Louise (not her real name) is a highly respected and over-achieving director. But she didn’t believe in herself. She thought she got the job only because of a lack of other decent candidates, and she constantly felt out of her depth and anxious. She would work hard on strategy and direction but when it came to communicating her ideas she would clam up and often delegate that task to others.
When I work with clients on overcoming imposter syndrome, my aim is to help them uncover the root cause of their identity-level belief that they aren’t good enough or that their success isn’t real. Because it’s from the sense of our own identity that everything else flows – our beliefs, our capabilities, our performance and how we feel. And it’s surprisingly easy to make that identity level shift when you work with the subconscious.
So with Louise, we quickly uncovered the underlying cause of her fraudulent feelings. When she was at secondary school, she was badly bullied over a number of years. Louise’s experience therefore of being the centre of attention, at an impressionable age, was very negative: humiliating, demeaning, painful. So her subconscious mind, whose role it is to protect us, decided it was not safe for her to be the centre of attention. There was a belief, at a deep level, that when all eyes are on her, it’s a painful, nasty experience – something to be avoided at all costs. So no wonder, years later, something within her was holding her back from stepping into the limelight at work.
And there was something else going on too: as a young child, Louise had on occasion exaggerated her successes. When she’d come 6th in a race, she told her parents she came 2nd. When she’d come in the top 10 in the year, she made out it was top 5. So when she was getting praised for these achievements, she knew it wasn’t real and she felt a fake. And this too became an embedded pattern: she found it impossible to accept praise as an adult, even when that praise was entirely deserved. And getting positive feedback made her feel even more of a fraud.

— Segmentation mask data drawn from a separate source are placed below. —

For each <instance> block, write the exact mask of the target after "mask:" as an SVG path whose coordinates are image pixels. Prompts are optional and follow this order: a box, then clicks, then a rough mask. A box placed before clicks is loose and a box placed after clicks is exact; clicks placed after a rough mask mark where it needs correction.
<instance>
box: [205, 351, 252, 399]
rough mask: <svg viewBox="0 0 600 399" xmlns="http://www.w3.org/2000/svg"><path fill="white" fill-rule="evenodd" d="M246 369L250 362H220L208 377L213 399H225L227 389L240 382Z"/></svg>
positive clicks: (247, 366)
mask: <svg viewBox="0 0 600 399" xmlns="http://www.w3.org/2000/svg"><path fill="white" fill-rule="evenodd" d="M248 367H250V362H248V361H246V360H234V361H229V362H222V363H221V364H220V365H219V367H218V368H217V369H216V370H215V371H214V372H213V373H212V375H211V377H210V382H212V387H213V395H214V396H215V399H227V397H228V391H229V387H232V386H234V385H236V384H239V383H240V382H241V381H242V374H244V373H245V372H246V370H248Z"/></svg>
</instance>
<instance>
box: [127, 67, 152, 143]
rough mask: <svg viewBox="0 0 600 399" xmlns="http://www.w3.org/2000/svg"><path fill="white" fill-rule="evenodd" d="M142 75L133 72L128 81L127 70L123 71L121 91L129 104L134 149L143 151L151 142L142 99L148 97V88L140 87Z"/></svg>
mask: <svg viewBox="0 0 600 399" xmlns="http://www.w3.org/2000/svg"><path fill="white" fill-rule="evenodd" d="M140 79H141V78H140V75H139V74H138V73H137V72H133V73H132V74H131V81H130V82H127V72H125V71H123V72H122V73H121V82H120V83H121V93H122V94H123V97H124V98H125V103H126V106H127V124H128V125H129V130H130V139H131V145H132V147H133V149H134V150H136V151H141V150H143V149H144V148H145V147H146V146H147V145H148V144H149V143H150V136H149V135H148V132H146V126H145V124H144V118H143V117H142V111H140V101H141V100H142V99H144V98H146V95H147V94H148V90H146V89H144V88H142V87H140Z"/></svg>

Once we uncover what’s going on at the subconscious level, I use various techniques to help my clients clear away those blockers and line up more resourceful states and responses. And in Louise’s case, in the week after the session, she told me she did an all-staff presentation without any hesitation and was starting to feel really good about her role as a director. Once you make the right shift at the subconscious level, and upgrade your sense of identity, everything else falls into place.